La jueza explicó que, aunque estas herramientas pueden ofrecer respuestas que parecen coherentes y plausibles, estas pueden ser completamente incorrectas. “Las respuestas pueden hacer afirmaciones seguras que son simplemente falsas”, añadió. Esto no significa que los abogados no puedan usar IA en sus investigaciones, pero tienen el deber profesional de “verificar la precisión de dicha investigación consultando fuentes autorizadas antes de utilizarla en su trabajo”.
La jueza Sharp sugirió que el aumento de casos en los que abogados (incluyendo a aquellos que representan grandes plataformas de IA) han citado lo que parecen ser falsedades generadas por IA indica que “se necesita hacer más para asegurar que se sigan las pautas y que los abogados cumplan con sus deberes ante el tribunal”. Su fallo será enviado a organismos profesionales como el Bar Council y la Law Society.
En uno de los casos mencionados, un abogado que representaba a un hombre que buscaba daños contra dos bancos presentó un documento con 45 citas, de las cuales 18 no existían. Muchas otras citas “no contenían las citas atribuidas a ellas, no apoyaban las proposiciones para las que fueron citadas y no eran relevantes para el asunto de la solicitud”, explicó la jueza. En el otro caso, un abogado que representaba a un hombre desalojado de su hogar en Londres presentó un documento citando cinco casos que no parecían existir. (El abogado negó haber utilizado IA, aunque mencionó que las citas podrían haber provenido de resúmenes generados por IA que aparecieron en “Google o Safari”).

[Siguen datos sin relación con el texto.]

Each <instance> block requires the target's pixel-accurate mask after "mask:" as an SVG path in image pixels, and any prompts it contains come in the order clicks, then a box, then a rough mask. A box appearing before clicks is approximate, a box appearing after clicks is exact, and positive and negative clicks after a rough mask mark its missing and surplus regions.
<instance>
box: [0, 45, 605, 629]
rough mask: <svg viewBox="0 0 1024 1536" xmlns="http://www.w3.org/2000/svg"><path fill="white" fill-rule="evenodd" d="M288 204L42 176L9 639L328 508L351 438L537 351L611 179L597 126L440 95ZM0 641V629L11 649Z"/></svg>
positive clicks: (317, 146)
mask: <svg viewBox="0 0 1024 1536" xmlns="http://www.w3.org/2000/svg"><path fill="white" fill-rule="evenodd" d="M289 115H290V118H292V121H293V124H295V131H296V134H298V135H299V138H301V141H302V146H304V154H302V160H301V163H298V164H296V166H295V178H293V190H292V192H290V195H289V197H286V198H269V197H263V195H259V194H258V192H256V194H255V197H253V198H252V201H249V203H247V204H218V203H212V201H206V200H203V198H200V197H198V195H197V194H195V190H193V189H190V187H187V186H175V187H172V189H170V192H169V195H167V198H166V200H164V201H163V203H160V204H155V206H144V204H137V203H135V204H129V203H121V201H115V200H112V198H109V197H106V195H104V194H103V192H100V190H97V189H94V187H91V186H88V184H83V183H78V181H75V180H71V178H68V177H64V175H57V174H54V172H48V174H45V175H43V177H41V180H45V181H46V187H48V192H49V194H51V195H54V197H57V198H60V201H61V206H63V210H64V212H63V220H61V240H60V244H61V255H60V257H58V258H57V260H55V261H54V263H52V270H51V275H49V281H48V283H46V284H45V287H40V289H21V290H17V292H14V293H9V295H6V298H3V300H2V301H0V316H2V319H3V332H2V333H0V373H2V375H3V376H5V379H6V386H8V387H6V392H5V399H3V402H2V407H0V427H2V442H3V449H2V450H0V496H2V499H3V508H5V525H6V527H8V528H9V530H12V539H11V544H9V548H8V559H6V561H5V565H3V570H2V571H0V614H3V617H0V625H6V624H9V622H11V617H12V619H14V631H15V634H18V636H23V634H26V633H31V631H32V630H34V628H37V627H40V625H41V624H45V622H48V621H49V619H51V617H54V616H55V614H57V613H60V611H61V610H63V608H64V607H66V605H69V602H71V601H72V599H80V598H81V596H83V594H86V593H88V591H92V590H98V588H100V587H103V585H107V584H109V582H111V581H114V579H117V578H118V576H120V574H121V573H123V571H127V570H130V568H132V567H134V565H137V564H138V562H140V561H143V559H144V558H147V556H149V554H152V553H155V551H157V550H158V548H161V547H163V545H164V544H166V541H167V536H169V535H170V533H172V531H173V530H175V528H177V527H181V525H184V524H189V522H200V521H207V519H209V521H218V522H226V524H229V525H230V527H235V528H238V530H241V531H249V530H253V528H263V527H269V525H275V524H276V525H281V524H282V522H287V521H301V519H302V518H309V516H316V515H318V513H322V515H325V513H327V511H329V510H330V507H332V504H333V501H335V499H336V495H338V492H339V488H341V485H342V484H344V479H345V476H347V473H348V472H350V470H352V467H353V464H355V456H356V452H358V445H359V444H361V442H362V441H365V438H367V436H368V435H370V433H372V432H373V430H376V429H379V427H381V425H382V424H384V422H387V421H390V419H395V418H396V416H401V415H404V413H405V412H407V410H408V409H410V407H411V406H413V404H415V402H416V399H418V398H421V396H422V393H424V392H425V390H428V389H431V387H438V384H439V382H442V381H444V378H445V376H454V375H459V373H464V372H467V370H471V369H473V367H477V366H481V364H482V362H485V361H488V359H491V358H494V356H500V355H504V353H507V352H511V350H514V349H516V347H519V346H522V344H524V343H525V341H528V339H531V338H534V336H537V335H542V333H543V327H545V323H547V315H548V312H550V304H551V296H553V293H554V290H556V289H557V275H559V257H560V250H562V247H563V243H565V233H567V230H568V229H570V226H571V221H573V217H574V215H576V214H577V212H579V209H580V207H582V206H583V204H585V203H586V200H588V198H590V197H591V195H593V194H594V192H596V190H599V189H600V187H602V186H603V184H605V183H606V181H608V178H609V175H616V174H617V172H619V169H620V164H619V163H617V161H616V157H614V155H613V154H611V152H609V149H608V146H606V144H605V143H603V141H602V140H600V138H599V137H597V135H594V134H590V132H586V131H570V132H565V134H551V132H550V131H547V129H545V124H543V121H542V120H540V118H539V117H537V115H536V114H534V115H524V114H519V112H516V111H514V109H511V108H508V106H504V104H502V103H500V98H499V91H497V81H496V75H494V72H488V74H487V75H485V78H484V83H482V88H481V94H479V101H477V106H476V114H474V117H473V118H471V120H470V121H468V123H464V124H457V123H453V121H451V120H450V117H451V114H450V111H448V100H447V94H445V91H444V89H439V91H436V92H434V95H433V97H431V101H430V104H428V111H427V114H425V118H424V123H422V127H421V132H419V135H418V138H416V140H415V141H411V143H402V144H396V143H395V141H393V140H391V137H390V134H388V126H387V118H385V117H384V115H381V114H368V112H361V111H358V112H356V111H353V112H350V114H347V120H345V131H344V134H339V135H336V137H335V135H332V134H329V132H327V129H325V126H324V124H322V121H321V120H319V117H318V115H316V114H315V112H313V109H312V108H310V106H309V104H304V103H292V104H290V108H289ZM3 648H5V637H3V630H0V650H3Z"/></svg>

La jueza Sharp indicó que, aunque el tribunal decidió no iniciar procedimientos por desacato, esto “no establece un precedente”. “Los abogados que no cumplan con sus obligaciones profesionales en este aspecto corren el riesgo de sanciones severas”, agregó. Ambos abogados fueron referidos o se refirieron a reguladores profesionales. La jueza destacó que cuando los abogados no cumplen con sus deberes ante el tribunal, las acciones del tribunal pueden ir desde “amonestaciones públicas” hasta la imposición de costos, procedimientos por desacato o incluso “referencias a la policía”.